Of course, the market, businesses, and consumers voted with their wallets thereafter and Apotheker was soon no longer a part of HP. With former eBay CEO and HP board member Meg Whitman (who joined the board after the appointment of Apotheker) as Apotheker's replacement, things began to turn around. HP retracted plans to split the company apart and eventually committed to releasing webOS to open source. HP's trying to make good on webOS. They could have just taken the $3.3 billion write down and called it a day. But they didn't, they saw that there's still potential in webOS, but HP's just not in a position of financial strength or consumer sentiment to do much more than quietly open source it right now.
That one decision made thirteen months ago forever and unalterably changed the path of webOS. There's the new path of Open webOS, and while we may not agree with every decision that's been made along that path, they've still been made for generally pragmatic reasons.
I don't hate HP. But I'm certainly not an apologist for HP. As I said last week, I'm not a cheerleader for HP or webOS and won't shy away from telling them when I think they're wrong. But hating them for making a business decision is too intense for me. I'm may come across as cool and disconnected sometimes, but I'm no Vulcan. I, like many of you, was seriously perturbed by the news of thirteen months ago. I spent nearly an hour that evening looking for something in my house I could break without regretting it later (I ended up settling on a metal-handled broom, which I thoroughly destroyed - it was most satisfying).
I'll still give HP a hard time over the cancellation of webOS hardware, when appropriate. And I'll still continue to give HP my unsolicited advice, even if it's not what they want to hear. And despite all of the time and effort and thought that I put into this site and the webOS community at large, I'll still continue to practice what I preach: it's just an operating system, just a tablet, and just a phone.
Hate is bad. Hate has never accomplished anything remotely good. If you're going to hate something, hate something that's worth hating, like the fact that people die from senseless acts of violence perpetrated by individuals and governments around the world on a daily basis. Hate that we still try to divide our society by race and religion and wealth and just where you happen to have been born. Hate in the most ironic sense that there is hate in the world.

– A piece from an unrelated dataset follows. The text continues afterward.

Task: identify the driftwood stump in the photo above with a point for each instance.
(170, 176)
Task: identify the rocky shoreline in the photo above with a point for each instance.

But don't hate HP. They make computers, for crying out loud! If you're unhappy with HP's management decisions, vote with your wallet and buy your technology elsewhere. I for one don't have any plans to buy any more HP products, and I'll admit that my experience with HP's management decisions has partly driven those plans. I'm not saying you should take HP up to the honeymoon suite and make sweet sweet love, but the unproductive hate has to stop. It, like so many other things that have happened in the land of webOS, just doesn't make sense.